Dans votre plan d’action, vous avez parlé de la construction d’un café théâtre, où en est ce projet?
Le café théâtre est presque en phase de finition mais ce qui a un peu tardé l’ouverture de ce dernier est notre souci de réaliser ce projet dans de bonnes conditions. Nous voulons qu’il soit un lieu de référence dans son genre en matière de service, de gestion et d’animation et non pas un simple café littéraire comme il a été conçu par l’ex-direction. Je vois mal un café littéraire dans un théâtre?!!! Les cafés littéraires existent maintenant partout et nous ne sommes pas censé reproduire ce que font les autres. Nous sommes un théâtre de spectacles vivants et non pas une association culturelle ou littéraire et non plus une université ou une faculté des lettres humaines. Ces lieux se sont les espaces légitimes d’un café littéraire et plusieurs initiatives existent et ils remplissent leurs missions.

Quel état faites-vous sur l’infrastructure du théâtre Mohammed V notamment concernant la machinerie et l’équipement du théâtre?
A vrai dire, ce sont en cours de dégradation absolue. La machine est très usée. Elle date depuis 48 ans. Les équipements techniques Son et lumières sont dépassés et limités. Nous ne disposons que d’une soixantaine de projecteurs de base. Nous sommes loin de satisfaire les exigences des nouvelles techniques de scène et de spectacle. Les organisateurs des activités artistiques au théâtre et nous-mêmes, nous sous-traitons souvent  pour combler ce manque. Malgré une acquisition partielle récente d’un nouveau matériel de son, nous ne sommes pas à jour par rapport au développement technologique et nous sommes toujours en défaut périlleux.  Au sujet du matériel de projection cinéma, le théâtre ne dispose pas du mécanisme de lecture son en DTS Dolby.

Pourquoi cette dégradation et quelles sont les mesures entreprises dans ce sens pour résoudre ces problèmes ?
Plusieurs raisons et notamment l’insuffisance des fonds alloués au théâtre ; l’absence de la subvention de l’Etat en matière d’Investissement depuis 2004 ;  manque d’une politique d’entretien, d’amortissement et de gestion rationnelle ; l’utilisation machinale et usage gratuit des moyens techniques du Théâtre et l’inscription de ces soucis parmi les dernières priorités.
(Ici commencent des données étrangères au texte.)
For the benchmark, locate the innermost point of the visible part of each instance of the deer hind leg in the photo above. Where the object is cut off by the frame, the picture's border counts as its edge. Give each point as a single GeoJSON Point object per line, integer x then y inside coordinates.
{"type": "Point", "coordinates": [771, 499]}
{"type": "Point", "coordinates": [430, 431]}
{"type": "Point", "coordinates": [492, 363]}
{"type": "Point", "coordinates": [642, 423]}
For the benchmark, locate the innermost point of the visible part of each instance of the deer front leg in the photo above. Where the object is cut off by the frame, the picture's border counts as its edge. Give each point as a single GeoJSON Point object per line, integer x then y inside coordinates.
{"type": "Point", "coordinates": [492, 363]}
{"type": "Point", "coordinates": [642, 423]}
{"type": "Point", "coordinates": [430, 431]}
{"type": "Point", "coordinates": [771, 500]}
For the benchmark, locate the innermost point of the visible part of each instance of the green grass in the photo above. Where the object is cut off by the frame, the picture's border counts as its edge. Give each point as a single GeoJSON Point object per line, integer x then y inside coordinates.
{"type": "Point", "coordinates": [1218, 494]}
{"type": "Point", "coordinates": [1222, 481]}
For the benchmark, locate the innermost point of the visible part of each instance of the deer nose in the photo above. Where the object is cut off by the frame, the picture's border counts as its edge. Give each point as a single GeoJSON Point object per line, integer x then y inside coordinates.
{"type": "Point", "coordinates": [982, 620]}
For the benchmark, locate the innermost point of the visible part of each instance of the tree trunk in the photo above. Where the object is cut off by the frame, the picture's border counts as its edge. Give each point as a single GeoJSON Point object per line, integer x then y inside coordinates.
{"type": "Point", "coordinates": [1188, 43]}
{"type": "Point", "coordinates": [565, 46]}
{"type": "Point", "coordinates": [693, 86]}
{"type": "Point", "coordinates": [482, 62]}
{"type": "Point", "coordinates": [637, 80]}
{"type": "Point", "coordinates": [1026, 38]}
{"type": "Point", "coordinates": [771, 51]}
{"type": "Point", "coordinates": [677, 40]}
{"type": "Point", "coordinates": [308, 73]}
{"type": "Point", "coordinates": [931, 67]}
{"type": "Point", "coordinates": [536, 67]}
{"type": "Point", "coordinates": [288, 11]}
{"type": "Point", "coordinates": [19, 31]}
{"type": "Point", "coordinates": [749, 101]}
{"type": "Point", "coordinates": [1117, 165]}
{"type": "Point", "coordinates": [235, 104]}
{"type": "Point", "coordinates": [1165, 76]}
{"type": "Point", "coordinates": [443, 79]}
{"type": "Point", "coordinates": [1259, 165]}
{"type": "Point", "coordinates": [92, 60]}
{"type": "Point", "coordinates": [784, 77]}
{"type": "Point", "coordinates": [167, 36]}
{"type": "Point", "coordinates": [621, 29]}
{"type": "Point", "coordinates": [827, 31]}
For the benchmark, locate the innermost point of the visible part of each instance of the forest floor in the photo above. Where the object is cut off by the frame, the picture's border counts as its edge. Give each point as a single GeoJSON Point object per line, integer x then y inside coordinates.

Moi, je suis un artiste et je suis très sensible par rapport à ces problèmes techniques. Ils sont dans notre principale priorité pour l’année 2008. Et d’ailleurs, nous avons eu une subvention de 5 000 000 DH pour le renouvellement de la machinerie à cause de son état dramatique et grâce au soutien du premier ministre, la ministre de la Culture et le ministre de l’Economie et des Finances que je les remercie beaucoup à cette occasion pour leur soutien. Et grâce à d’autres partenaires privés comme Maroc Telecom, Hit radio et autres, on a pu économiser sur des rubriques du budget pour  les investir en achat du matériel technique d’éclairage et son et en matériel informatique.

On remarque une diversification du programme du théâtre, est-ce qu’on peut dire qu’elle s’inscrit dans une nouvelle dynamique que vous comptez insuffler à cette institution?
Je préfère dire une nouvelle vision de programmation et de gestion. Le théâtre national Mohammed V a été toujours un grand établissement de référence culturelle au Maroc. Il est très sollicité par les organisateurs d’événements artistiques publics et privés et par les associations culturelles  et les ambassades et les délégations étrangères. On peut remplir le programme du théâtre sans aucun effort de la part de la direction mais nous avons choisi de travailler avec un plan d’action avec des objectifs, des critères de programmation, de production et d’évaluation, des choix esthétiques, des priorités, des prévisions, des initiatives de partenariat, des plans de communication, de relations publiques et surtout avec beaucoup de responsabilité, d’ambition et toujours rester à l’écoute de l’autre sans aucune discrimination.

Est-ce que vous ne croyez pas que ce poste administratif ne va pas influencer sur votre carrière artistique?
Ce n’est pas un poste administratif. C’est un poste particulier pour moi. Je suis dans mon monde, je fais ce que j’aime et j’aide les autres à le faire.
Vous savez, la vraie récompense de l’artiste ce n’est pas son cachet à la fin de sa représentation mais c’est la chaleur du public venant de la salle, ses félicitations et ses applaudissements. Moi, je les reçois chaque jour. Donc, je suis le plus heureux des artistes.